One cause of Qatar’s out-sized share of the Gulf petrochemicals market is the low cost of inputs. Like many government-linked businesses in Qatar such as its electricity and water producers, QAPCO receives hydrocarbons feedstock at favourable rates from its parent company, QP, boosting the margins it earns on products like low-density polyethylene (LDPE), a common plastic used in machine mouldings and electric cables.
Thus, even while hydrocarbons output fell by 1.3% in 2014, the sector was able to increase its contribution to total manufacturing by 1.4 percentage points. Qatar’s petrochemicals sector has also benefitted from the region’s growing construction industry, which furnishes steady buyers for LDPE by-products.
The halving of oil prices in the second half of 2014 resulted in a decline of the industrial segment’s share of GDP by over 15% during 2015, affecting capital investments in new facilities. As prices fell further during 2015, two IQ petrochemicals projects were eventually shelved, which represented a blow to the industry.
The first, a $6bn plant in Al Sejeel that was put on hold in September 2014, was to be completed in 2018 with an annual production capacity of some 1.4m tonnes of ethylene, 2m tonnes of polyethylene, 760,000 tonnes of polypropylene and 83,000 of butadiene. The second project, mothballed four months later in January 2015, was a $6.5bn plant to be built in Al Karaana as an 80:20 joint venture between QP and Shell.

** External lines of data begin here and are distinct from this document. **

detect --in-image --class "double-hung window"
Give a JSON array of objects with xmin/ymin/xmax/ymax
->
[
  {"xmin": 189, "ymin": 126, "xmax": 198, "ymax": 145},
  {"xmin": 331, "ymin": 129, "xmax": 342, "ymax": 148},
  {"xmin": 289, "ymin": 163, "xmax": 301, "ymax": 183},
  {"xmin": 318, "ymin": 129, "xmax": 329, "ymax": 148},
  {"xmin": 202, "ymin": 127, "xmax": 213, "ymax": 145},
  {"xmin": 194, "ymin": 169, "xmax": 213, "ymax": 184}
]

Despite the ongoing volatility in oil markets, a number of reasons for optimism remain. “The long-term scenario is more positive,” said Abdulwahab Al Sadoun, the GPCA’s secretary-general. In late 2015, he told local press that GCC petrochemicals output was forecast to grow by 6% a year over the next half-decade, reaching some 190m tonnes in 2020.
The slowdown in China, the prospect of Iran’s economy opening and the more cautious mood as the global economy adjusts to lower commodities prices, he explained, has spurred Gulf producers to become “more agile, collaborative and innovative”, since they are price takers rather than setters.
“The drive into higher-value products, such as speciality and performance chemicals, is gaining momentum,” said Al Sadoun, “and is expected to act as a catalyst for an even stronger growth of the GCC petrochemical industry in the years to come.” Indeed, according to India-based TechSci Research, Qatar’s construction chemicals market alone – a segment whose products are used in a wide range of building operations – is forecast to grow by 13% per year in 2015-20 as infrastructure projects accelerate to meet targets ahead of the 2022 FIFA World Cup.